Although Kluge’s death is written off a as a suicide, Apfel, Foo, and Osborne are all convinced it was a murder, but Osborne must go along with the official findings. Foo’s investigations, however, show that Kluge had used computers to create an alternative world to live in. As far as the official world was concerned, nothing about him existed. There was no record of his house, he manipulated wealth so that it was wherever he needed it, he had designed enough computer systems with backdoors that he could get in wherever he wanted.
Although Varley’s main focus is on Apfel and Foo, neither are particularly sympathetic and Foo, especially, comes across as being amoral, while Apfel, at least, feels pangs of conscious about what she is doing and what he knows.

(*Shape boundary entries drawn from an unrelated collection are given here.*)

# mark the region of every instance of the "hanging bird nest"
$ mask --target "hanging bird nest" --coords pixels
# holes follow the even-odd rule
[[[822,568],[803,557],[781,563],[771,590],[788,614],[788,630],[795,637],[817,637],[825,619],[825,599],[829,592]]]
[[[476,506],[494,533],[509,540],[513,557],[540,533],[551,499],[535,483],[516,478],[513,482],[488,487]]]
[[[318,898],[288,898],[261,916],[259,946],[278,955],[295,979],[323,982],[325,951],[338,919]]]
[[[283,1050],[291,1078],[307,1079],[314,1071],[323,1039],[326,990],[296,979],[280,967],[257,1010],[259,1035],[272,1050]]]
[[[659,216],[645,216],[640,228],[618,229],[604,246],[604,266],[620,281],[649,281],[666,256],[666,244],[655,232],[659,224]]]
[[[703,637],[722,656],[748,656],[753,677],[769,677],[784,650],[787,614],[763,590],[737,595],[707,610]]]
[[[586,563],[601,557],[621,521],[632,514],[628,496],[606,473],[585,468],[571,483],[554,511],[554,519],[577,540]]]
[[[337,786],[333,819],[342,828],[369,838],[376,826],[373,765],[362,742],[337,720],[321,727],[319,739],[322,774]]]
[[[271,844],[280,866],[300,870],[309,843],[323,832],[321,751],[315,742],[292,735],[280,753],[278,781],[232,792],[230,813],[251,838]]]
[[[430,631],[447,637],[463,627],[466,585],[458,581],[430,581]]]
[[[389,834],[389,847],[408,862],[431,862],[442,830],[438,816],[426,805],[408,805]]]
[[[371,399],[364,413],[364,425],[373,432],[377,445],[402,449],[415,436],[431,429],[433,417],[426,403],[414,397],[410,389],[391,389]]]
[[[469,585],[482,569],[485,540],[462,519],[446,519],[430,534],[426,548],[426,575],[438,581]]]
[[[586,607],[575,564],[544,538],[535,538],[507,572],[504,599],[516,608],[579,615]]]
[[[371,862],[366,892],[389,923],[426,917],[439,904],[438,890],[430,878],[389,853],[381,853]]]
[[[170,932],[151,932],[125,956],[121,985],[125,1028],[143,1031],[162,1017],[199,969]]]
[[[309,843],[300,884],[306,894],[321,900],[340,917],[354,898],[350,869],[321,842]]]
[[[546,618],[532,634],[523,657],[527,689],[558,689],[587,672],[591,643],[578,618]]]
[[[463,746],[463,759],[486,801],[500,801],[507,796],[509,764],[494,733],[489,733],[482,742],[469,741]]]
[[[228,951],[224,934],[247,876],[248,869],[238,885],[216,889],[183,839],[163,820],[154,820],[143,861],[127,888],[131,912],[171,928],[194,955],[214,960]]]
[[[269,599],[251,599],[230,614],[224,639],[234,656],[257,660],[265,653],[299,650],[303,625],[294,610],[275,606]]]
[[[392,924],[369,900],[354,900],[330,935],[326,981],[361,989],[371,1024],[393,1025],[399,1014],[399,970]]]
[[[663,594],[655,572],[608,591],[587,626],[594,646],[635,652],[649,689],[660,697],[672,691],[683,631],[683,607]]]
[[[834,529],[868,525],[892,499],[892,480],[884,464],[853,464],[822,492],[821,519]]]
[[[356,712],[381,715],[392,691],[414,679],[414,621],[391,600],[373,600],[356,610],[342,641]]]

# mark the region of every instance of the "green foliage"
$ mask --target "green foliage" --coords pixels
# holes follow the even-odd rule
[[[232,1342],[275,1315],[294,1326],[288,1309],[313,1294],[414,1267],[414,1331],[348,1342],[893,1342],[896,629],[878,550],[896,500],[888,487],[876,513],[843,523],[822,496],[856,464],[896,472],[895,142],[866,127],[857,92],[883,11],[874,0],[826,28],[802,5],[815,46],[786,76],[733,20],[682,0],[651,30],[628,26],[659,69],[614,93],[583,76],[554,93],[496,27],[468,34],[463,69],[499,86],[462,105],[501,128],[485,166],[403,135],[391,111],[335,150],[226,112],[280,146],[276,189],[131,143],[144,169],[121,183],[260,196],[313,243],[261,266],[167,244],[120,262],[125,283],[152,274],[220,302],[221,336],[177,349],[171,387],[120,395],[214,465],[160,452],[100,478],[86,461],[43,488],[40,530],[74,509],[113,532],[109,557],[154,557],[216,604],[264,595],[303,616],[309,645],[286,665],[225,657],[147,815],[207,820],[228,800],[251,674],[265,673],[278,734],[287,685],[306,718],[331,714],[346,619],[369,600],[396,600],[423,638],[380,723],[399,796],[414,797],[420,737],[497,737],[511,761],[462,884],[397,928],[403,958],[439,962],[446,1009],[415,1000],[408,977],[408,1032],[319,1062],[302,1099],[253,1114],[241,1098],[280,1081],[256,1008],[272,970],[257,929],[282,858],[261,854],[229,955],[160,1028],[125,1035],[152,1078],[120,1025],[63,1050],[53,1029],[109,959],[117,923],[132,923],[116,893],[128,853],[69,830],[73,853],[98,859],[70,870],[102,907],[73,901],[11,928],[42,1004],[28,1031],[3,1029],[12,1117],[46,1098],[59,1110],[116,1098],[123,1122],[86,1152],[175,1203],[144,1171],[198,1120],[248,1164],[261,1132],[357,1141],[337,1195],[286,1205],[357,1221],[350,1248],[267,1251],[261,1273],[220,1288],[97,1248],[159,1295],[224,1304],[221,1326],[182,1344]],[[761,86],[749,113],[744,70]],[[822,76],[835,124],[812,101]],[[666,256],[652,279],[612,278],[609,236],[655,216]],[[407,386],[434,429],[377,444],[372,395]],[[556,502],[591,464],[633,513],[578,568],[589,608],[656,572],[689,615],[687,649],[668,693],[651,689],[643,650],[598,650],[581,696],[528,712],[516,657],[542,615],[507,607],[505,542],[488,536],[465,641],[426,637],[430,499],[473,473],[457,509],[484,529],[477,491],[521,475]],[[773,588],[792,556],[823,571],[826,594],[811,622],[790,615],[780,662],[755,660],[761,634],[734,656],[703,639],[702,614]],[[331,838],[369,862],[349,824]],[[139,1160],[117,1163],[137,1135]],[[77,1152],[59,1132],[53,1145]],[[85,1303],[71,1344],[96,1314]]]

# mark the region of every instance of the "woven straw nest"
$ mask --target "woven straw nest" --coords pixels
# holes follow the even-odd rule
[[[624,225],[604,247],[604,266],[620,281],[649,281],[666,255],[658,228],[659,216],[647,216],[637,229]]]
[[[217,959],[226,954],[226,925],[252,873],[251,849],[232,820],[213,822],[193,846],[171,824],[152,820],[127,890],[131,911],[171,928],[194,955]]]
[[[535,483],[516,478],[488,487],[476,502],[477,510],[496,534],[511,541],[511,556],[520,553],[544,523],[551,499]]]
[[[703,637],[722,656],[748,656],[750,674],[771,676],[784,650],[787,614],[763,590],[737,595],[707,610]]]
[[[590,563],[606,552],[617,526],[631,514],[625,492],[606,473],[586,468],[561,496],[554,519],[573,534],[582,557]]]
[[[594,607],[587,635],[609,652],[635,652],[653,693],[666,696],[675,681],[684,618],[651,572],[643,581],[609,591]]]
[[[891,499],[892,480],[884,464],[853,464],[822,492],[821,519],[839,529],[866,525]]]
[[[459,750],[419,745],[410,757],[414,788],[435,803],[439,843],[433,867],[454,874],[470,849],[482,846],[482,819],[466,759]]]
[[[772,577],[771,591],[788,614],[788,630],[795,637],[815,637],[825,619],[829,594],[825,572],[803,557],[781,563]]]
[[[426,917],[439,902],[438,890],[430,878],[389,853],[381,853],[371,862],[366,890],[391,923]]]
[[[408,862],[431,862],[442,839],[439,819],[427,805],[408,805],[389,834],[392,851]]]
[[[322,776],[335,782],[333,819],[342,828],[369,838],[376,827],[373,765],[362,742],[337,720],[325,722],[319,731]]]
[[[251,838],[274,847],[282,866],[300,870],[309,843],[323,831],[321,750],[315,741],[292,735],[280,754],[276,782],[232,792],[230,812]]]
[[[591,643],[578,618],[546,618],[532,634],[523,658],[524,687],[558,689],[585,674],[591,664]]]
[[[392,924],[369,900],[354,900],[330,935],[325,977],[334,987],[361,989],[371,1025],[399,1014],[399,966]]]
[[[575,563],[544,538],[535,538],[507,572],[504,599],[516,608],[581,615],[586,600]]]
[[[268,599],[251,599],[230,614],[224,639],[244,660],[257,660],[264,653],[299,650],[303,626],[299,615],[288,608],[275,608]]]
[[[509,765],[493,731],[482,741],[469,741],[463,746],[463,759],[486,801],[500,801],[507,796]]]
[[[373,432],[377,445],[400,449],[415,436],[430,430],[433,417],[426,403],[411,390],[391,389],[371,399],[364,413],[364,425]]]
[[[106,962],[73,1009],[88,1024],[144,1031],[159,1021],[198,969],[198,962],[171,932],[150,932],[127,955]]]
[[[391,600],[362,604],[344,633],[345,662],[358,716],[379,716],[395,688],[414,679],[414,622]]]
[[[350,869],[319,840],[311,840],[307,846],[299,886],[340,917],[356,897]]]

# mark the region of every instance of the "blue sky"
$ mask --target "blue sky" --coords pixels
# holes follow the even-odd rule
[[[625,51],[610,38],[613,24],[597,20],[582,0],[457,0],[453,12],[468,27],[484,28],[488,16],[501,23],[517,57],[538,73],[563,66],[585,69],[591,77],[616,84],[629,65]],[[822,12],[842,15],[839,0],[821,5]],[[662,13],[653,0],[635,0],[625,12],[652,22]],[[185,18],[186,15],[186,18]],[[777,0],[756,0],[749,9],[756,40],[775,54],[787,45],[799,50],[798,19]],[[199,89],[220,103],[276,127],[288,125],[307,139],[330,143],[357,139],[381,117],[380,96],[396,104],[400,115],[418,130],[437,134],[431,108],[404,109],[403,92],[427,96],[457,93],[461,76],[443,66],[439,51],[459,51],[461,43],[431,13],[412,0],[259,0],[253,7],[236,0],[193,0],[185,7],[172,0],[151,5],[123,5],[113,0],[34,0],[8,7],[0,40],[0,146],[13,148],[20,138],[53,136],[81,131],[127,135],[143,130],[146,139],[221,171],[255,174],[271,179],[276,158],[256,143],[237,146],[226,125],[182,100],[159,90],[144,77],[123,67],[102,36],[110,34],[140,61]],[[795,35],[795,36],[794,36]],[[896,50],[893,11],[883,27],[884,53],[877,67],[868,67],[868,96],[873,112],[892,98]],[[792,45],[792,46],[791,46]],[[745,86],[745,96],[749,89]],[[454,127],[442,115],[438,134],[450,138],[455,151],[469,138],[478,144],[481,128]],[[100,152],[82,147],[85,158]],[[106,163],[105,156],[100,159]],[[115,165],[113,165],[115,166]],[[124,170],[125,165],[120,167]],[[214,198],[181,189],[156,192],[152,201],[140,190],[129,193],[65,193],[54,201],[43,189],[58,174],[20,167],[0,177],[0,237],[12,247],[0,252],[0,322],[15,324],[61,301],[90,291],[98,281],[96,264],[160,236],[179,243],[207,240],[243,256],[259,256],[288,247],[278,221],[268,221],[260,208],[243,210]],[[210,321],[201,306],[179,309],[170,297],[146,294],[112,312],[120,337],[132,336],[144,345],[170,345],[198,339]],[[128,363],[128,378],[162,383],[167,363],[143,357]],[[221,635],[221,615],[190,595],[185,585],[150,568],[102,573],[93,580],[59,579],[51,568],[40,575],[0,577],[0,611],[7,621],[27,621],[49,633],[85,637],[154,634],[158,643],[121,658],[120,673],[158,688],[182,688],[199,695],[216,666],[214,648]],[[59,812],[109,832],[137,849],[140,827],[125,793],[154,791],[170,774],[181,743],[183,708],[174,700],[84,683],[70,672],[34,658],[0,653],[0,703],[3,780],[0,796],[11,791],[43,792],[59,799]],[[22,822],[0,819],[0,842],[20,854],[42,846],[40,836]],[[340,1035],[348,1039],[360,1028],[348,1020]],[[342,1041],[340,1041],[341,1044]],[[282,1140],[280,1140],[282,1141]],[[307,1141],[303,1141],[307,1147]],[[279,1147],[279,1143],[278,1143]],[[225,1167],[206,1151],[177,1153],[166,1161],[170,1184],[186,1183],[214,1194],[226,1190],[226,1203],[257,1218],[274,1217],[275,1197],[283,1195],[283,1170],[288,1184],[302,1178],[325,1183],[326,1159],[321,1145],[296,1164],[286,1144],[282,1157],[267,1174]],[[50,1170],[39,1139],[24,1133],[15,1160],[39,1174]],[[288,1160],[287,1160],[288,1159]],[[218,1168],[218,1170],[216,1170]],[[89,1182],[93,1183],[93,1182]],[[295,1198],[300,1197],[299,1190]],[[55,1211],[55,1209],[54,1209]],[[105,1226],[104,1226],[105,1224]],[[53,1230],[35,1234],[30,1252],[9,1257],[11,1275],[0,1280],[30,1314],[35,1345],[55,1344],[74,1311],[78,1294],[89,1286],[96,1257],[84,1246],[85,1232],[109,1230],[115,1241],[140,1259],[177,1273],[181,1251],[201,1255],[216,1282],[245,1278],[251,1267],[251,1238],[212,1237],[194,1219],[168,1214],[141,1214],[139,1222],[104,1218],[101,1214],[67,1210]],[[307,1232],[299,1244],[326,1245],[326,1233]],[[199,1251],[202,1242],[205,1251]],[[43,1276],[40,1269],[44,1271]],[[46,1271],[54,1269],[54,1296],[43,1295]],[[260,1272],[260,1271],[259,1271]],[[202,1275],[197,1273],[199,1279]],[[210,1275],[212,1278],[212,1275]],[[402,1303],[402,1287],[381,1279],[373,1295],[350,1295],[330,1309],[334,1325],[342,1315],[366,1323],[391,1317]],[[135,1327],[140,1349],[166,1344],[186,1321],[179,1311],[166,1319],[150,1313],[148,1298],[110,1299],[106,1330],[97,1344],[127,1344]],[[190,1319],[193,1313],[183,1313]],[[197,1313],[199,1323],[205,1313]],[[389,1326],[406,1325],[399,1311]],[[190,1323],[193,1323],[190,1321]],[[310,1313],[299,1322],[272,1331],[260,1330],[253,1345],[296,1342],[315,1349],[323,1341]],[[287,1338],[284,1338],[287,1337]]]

Their burgeoning May-December relationship drives much of the story and the two reveal their secrets to each other, Apfel having suffered as a prisoner of war and Foo suffering as a refugee in war-torn southeast Asia. Not only do their share their backgrounds, which make them distrustful of the war around them, but Foo shares information about Kluge’s computers with Apfel that she doesn’t share with the police, partly because she uncovers things she doesn’t trust to the authorities, but also because she wants to hold onto the secrets in case she ever needs them. At the same time as they grow closer together, there is never a sense that they have a relationship that will last. Apfel is well aware that it is probably fleeting, but despite his generally hermit-like habit, he’s happy to enjoy their life together while it lasts.
Although originally published in 1984, Varley does an excellent job of describing twenty-first century hacking and computer crime, including elements of artificial intelligence, clearly extrapolating from the nascent personal computers of the time to their eventual capabilities. At the same time, he presents a world of hackers who have their own sense of morality which often can be used as a cover for doing whatever they want to do. He also introduces the idea that no matter how accomplished a hacker Kluge or Foo are, there is always something bigger and better than they are, whether it is an individual hacker or an organization which is more aware of their activities than they understand.
Many other stories which focus on hacking posit the idea of a white hat hacker who does what they do for good reasons and use hacking to improve society. Varley’s hackers don’t buy into that concept, neither are they villains who use hacking to commit crimes, at least not crimes that have victims. Instead they appear to be people who understand the power of computer technology and are trying to push the boundaries to figure out what they can do, whether it is on their own, as Apfel did, or building on the shoulders of those who came before, like Foo. Morality barely comes into the picture. It is simply a matter of doing what they can.
The cover for Hawksbill Station was painted by Jim Warren. The cover for Press Enter [] was painted by Peter Gudynas. This was the last volume published in the tête-bêche format. All subsequent titles were published in a more traditional anthology format.
Steven H Silver is a twenty-one-time Hugo Award nominee and was the publisher of the Hugo-nominated fanzine Argentus as well as the editor and publisher of ISFiC Press for eight years. He has also edited books for DAW, NESFA Press, and ZNB. His most recent anthology is Alternate Peace and his novel After Hastings was published in 2020. Steven has chaired the first Midwest Construction, Windycon three times, and the SFWA Nebula Conference numerous times. He was programming chair for Chicon 2000 and Vice Chair of Chicon 7.
So this is the original Galaxy version of Hawksbill Station? I thought that the first, shorter version was better than the novel, which felt more than a little diluted.